Bonferroni Inequality

A Bonferroni Inequality is a generalizations of the Boole's Inequality for finding lower or upper bounds of a set union.

• See: Boole's Inequality, Inclusion–exclusion Principle, Schuette-Nesbitt Formula, Boole-Frechet Inequalities.

References

2016

• (Wikipedia, 2016) ⇒ http://en.wikipedia.org/wiki/Boole's_inequality#Bonferroni_inequalities Retrieved 2016-08-28
  • Boole's inequality may be generalised to find upper and lower bounds on the probability of finite unions of events [1]. These bounds are known as Bonferroni inequalities, after Carlo Emilio Bonferroni, see Bonferroni(1936).

Define [math]\displaystyle{ S_1 := \sum_{i=1}^n {\mathbb P}(A_i), }[/math] and [math]\displaystyle{ S_2 := \sum_{1\le i\lt j\le n} {\mathbb P}(A_i \cap A_j), }[/math] as well as [math]\displaystyle{ S_k := \sum_{1\le i_1\lt \cdots\lt i_k\le n} {\mathbb P}(A_{i_1}\cap \cdots \cap A_{i_k} ) }[/math] for all integers k in {3, ..., n}. Then, for odd k in {1, ..., n},

[math]\displaystyle{ {\mathbb P}\biggl( \bigcup_{i=1}^n A_i \biggr) \le \sum_{j=1}^k (-1)^{j-1} S_j, }[/math]

and for even k in {2, ..., n},

[math]\displaystyle{ {\mathbb P}\biggl( \bigcup_{i=1}^n A_i \biggr) \ge \sum_{j=1}^k (-1)^{j-1} S_j. }[/math]

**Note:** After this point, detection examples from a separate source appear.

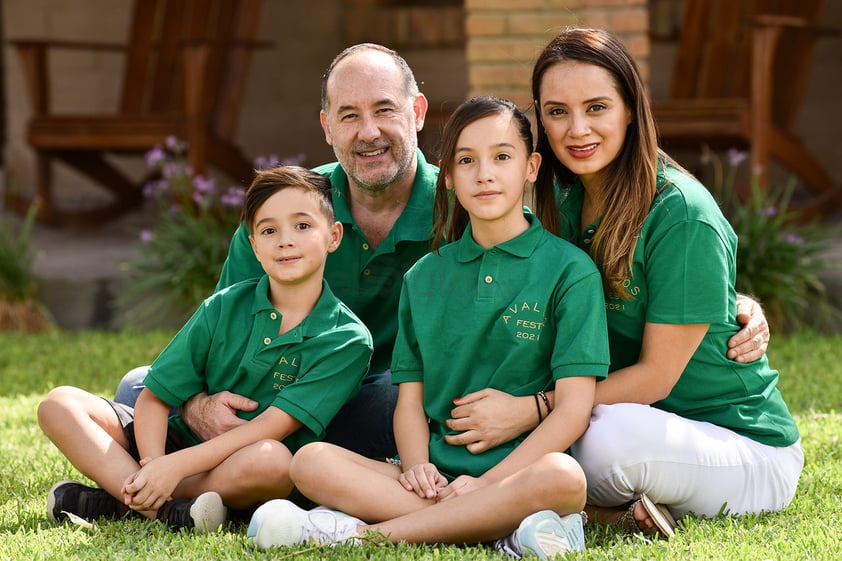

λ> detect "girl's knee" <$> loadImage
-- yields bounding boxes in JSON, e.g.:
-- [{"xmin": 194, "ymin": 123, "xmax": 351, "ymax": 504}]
[
  {"xmin": 289, "ymin": 442, "xmax": 333, "ymax": 480},
  {"xmin": 527, "ymin": 452, "xmax": 587, "ymax": 510}
]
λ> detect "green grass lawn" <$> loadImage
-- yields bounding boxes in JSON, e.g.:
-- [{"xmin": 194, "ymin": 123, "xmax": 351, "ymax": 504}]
[{"xmin": 0, "ymin": 332, "xmax": 842, "ymax": 561}]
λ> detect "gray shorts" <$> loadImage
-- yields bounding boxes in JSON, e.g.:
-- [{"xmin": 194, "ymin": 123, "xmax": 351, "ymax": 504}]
[{"xmin": 102, "ymin": 398, "xmax": 193, "ymax": 461}]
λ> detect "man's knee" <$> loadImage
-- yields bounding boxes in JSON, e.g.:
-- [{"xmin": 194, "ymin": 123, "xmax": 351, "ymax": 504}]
[{"xmin": 114, "ymin": 366, "xmax": 149, "ymax": 407}]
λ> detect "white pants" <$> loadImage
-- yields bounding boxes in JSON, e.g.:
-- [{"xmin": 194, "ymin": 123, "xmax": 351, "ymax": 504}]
[{"xmin": 571, "ymin": 403, "xmax": 804, "ymax": 518}]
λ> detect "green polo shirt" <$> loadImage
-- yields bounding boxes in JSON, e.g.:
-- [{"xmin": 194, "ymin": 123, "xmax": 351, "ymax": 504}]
[
  {"xmin": 562, "ymin": 162, "xmax": 798, "ymax": 446},
  {"xmin": 144, "ymin": 275, "xmax": 372, "ymax": 452},
  {"xmin": 216, "ymin": 150, "xmax": 439, "ymax": 373},
  {"xmin": 392, "ymin": 214, "xmax": 608, "ymax": 477}
]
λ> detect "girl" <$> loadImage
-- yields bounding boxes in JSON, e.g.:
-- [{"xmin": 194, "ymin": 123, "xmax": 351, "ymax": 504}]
[
  {"xmin": 248, "ymin": 97, "xmax": 608, "ymax": 558},
  {"xmin": 532, "ymin": 29, "xmax": 803, "ymax": 535}
]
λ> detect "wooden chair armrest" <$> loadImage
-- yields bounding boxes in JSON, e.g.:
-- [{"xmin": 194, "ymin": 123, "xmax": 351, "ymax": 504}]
[
  {"xmin": 748, "ymin": 14, "xmax": 842, "ymax": 36},
  {"xmin": 178, "ymin": 39, "xmax": 275, "ymax": 49},
  {"xmin": 8, "ymin": 39, "xmax": 126, "ymax": 115},
  {"xmin": 6, "ymin": 39, "xmax": 126, "ymax": 51}
]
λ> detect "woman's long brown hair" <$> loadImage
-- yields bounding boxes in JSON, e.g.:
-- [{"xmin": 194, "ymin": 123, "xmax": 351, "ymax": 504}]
[{"xmin": 532, "ymin": 29, "xmax": 659, "ymax": 300}]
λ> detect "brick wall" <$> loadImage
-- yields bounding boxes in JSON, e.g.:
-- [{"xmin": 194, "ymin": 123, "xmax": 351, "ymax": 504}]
[{"xmin": 464, "ymin": 0, "xmax": 649, "ymax": 108}]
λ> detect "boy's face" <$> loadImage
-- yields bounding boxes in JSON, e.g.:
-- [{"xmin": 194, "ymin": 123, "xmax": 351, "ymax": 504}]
[{"xmin": 249, "ymin": 187, "xmax": 342, "ymax": 285}]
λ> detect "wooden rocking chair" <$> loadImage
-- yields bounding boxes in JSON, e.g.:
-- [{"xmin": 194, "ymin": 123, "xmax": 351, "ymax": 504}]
[
  {"xmin": 7, "ymin": 0, "xmax": 268, "ymax": 226},
  {"xmin": 653, "ymin": 0, "xmax": 842, "ymax": 215}
]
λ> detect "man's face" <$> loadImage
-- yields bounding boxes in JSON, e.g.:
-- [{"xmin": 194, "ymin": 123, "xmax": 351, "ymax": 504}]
[{"xmin": 320, "ymin": 51, "xmax": 427, "ymax": 193}]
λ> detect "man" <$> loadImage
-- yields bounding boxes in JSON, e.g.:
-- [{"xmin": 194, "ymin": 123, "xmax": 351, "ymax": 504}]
[{"xmin": 115, "ymin": 43, "xmax": 768, "ymax": 457}]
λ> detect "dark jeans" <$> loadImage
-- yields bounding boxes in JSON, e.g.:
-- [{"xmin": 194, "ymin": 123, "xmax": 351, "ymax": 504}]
[{"xmin": 114, "ymin": 366, "xmax": 398, "ymax": 458}]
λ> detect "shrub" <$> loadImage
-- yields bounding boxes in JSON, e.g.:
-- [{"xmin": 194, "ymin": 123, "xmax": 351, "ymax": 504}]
[
  {"xmin": 702, "ymin": 148, "xmax": 839, "ymax": 332},
  {"xmin": 0, "ymin": 204, "xmax": 52, "ymax": 333},
  {"xmin": 119, "ymin": 137, "xmax": 301, "ymax": 326}
]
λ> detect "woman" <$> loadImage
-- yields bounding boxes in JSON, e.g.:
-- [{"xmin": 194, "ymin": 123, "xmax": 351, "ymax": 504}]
[{"xmin": 532, "ymin": 29, "xmax": 803, "ymax": 534}]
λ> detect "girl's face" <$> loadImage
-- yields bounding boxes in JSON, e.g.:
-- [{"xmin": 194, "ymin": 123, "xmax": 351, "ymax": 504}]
[
  {"xmin": 249, "ymin": 187, "xmax": 342, "ymax": 286},
  {"xmin": 445, "ymin": 113, "xmax": 541, "ymax": 245},
  {"xmin": 536, "ymin": 61, "xmax": 631, "ymax": 187}
]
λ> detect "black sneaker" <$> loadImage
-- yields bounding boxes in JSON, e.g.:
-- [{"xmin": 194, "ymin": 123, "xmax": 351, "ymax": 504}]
[
  {"xmin": 47, "ymin": 480, "xmax": 129, "ymax": 521},
  {"xmin": 157, "ymin": 491, "xmax": 228, "ymax": 534}
]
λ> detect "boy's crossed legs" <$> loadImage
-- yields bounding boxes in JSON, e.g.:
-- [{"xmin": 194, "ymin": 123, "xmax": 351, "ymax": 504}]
[{"xmin": 38, "ymin": 386, "xmax": 292, "ymax": 532}]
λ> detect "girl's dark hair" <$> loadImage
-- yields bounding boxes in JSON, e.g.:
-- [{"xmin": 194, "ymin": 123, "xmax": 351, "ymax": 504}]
[
  {"xmin": 431, "ymin": 96, "xmax": 533, "ymax": 251},
  {"xmin": 240, "ymin": 166, "xmax": 336, "ymax": 233},
  {"xmin": 532, "ymin": 29, "xmax": 659, "ymax": 298}
]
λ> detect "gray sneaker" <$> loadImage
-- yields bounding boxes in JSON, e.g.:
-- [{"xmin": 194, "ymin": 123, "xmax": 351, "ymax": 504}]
[
  {"xmin": 246, "ymin": 499, "xmax": 365, "ymax": 549},
  {"xmin": 495, "ymin": 510, "xmax": 585, "ymax": 559},
  {"xmin": 156, "ymin": 491, "xmax": 228, "ymax": 534}
]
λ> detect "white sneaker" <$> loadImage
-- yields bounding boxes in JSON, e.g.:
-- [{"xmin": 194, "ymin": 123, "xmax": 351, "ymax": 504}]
[
  {"xmin": 246, "ymin": 499, "xmax": 365, "ymax": 549},
  {"xmin": 495, "ymin": 510, "xmax": 585, "ymax": 559}
]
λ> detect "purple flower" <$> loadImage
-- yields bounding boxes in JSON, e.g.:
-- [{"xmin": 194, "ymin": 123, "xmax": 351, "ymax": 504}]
[
  {"xmin": 219, "ymin": 187, "xmax": 246, "ymax": 208},
  {"xmin": 193, "ymin": 175, "xmax": 216, "ymax": 195},
  {"xmin": 784, "ymin": 232, "xmax": 804, "ymax": 245},
  {"xmin": 145, "ymin": 144, "xmax": 167, "ymax": 168},
  {"xmin": 191, "ymin": 191, "xmax": 207, "ymax": 206},
  {"xmin": 728, "ymin": 148, "xmax": 748, "ymax": 168}
]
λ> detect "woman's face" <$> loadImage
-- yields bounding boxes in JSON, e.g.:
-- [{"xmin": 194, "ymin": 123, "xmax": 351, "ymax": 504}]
[{"xmin": 536, "ymin": 61, "xmax": 631, "ymax": 187}]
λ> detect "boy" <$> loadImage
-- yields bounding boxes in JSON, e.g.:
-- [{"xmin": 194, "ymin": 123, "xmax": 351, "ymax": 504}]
[{"xmin": 38, "ymin": 166, "xmax": 372, "ymax": 532}]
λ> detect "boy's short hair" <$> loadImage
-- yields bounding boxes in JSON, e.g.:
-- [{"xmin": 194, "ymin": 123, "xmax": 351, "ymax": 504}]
[{"xmin": 240, "ymin": 166, "xmax": 336, "ymax": 233}]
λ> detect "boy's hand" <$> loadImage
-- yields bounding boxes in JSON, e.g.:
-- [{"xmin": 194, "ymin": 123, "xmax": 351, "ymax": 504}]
[
  {"xmin": 180, "ymin": 392, "xmax": 258, "ymax": 441},
  {"xmin": 436, "ymin": 475, "xmax": 485, "ymax": 503},
  {"xmin": 398, "ymin": 463, "xmax": 447, "ymax": 499},
  {"xmin": 444, "ymin": 388, "xmax": 538, "ymax": 454},
  {"xmin": 123, "ymin": 456, "xmax": 182, "ymax": 510}
]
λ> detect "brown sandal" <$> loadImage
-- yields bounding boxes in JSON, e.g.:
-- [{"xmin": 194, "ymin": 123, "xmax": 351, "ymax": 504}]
[{"xmin": 616, "ymin": 494, "xmax": 678, "ymax": 538}]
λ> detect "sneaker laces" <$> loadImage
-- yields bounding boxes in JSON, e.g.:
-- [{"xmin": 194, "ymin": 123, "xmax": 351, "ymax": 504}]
[{"xmin": 301, "ymin": 506, "xmax": 363, "ymax": 543}]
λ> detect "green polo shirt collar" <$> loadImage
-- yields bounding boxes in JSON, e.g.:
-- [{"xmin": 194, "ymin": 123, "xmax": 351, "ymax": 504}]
[
  {"xmin": 251, "ymin": 275, "xmax": 339, "ymax": 347},
  {"xmin": 456, "ymin": 209, "xmax": 544, "ymax": 263},
  {"xmin": 328, "ymin": 150, "xmax": 436, "ymax": 248}
]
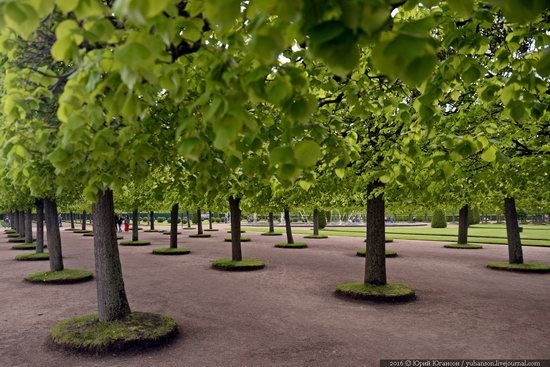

Boole's inequality is recovered by setting k = 1. When k = n, then equality holds and the resulting identity is the inclusion–exclusion principle.

1977

• (Galambos, 1977) ⇒ Galambos, J. (1977). Bonferroni inequalities. The Annals of Probability, 577-581. http://www.jstor.org/stable/2243081
  • Let [math]\displaystyle{ A_1, A_2, \cdots, A_n }[/math] be events on a probability space. Let [math]\displaystyle{ S_{k,n} }[/math] be the k-th binomial moment of the number [math]\displaystyle{ m_n }[/math] of those A's which occur. An estimate on the distribution [math]\displaystyle{ y_t = P(m_n \geqq t) }[/math] by a linear combination of [math]\displaystyle{ S_{1,n}, S_{2,n}, \cdots, S_{n,n} }[/math] is called a Bonferroni inequality. We present for proving Bonferroni inequalities a method which makes use of the following two facts: the sequence [math]\displaystyle{ y_t }[/math] is decreasing and [math]\displaystyle{ S_{k,n} }[/math] is a linear combination of the [math]\displaystyle{ y_t }[/math]. By this method, we significantly simplify a recent proof for the sharpest possible lower bound on [math]\displaystyle{ y_1 }[/math] in terms of [math]\displaystyle{ S_{1,n} }[/math] and [math]\displaystyle{ S_{2,n} }[/math]. In addition, we obtain an extension of known bounds on [math]\displaystyle{ y_t }[/math] in the spirit of a recent extension of the method of inclusion and exclusion.